In the December 2011 quarter, Apple made  $13 billion in profits, an extraordinary figure, 3 billion more than the revenue of Google in the quarter. Apple is an innovation machine, making it so is the legacy of Steve Jobs.

However, there is usually a flip side to the stories of huge success, Jobs was not the nicest person around, brilliant, magnetic, but a real genuine article prick, according to his biographer, and the woes of Apple contract manufacturers in China are well known.

But, who has heard of the mineral Tantalum? Apple uses it, as does every other producer of our electronic gadgets.

Talison, a company headquartered in Perth used to mine tantalum in Australia, a mineral extracted from an ore called Coltan, short for Columbite-tantalite, but no longer due to competitive price pressure coming from African supplies. Pity we lost another market.

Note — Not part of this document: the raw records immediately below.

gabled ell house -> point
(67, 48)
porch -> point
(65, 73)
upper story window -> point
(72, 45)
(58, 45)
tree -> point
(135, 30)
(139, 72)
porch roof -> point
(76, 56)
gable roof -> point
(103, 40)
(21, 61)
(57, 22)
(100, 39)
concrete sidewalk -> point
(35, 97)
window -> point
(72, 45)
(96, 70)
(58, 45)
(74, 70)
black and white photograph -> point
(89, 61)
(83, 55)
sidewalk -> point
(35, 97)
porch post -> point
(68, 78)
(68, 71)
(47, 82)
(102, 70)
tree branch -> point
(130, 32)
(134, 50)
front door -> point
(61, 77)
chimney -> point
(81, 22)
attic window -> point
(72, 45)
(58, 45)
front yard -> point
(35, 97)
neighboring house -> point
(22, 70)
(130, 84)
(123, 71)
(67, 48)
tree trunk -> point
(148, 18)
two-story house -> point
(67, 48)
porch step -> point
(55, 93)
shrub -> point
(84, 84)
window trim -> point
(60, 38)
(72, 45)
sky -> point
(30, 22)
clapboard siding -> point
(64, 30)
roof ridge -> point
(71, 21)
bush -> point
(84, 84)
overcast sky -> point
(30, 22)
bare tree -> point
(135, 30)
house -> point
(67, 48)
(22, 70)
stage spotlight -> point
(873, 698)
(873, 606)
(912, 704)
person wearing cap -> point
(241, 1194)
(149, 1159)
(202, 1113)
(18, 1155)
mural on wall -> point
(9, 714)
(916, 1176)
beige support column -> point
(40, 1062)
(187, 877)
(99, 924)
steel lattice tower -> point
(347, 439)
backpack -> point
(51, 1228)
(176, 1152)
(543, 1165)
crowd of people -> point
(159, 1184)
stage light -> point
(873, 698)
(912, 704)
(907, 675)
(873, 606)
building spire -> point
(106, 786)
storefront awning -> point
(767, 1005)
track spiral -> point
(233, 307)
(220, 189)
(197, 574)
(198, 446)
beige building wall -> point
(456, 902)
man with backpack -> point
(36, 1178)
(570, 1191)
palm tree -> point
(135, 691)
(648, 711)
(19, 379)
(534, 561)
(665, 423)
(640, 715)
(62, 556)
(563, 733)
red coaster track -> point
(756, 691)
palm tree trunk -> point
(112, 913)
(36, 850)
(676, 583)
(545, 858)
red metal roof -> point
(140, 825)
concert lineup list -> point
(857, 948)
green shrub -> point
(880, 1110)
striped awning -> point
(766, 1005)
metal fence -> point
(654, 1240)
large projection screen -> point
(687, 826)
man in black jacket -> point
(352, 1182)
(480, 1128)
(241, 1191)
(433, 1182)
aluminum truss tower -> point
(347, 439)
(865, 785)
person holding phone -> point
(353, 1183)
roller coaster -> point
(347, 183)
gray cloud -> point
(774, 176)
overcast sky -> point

Coltan is now one of the minerals being mined in West Africa, using primitive tools, and kids paid slave wages, sold so we can have the latest gadget, and the nasties in charge can buy more guns and anti-personnel mines, and fill their Swiss bank accounts.

This blog is usually about marketing, management, and the stuff that hopefully scratches my readers brains to facilitate improvement. However, from time to time, we need to think about the ethical base of what we do. 

This almost unknown story of Coltan ore, and its derivatives should be on our agenda.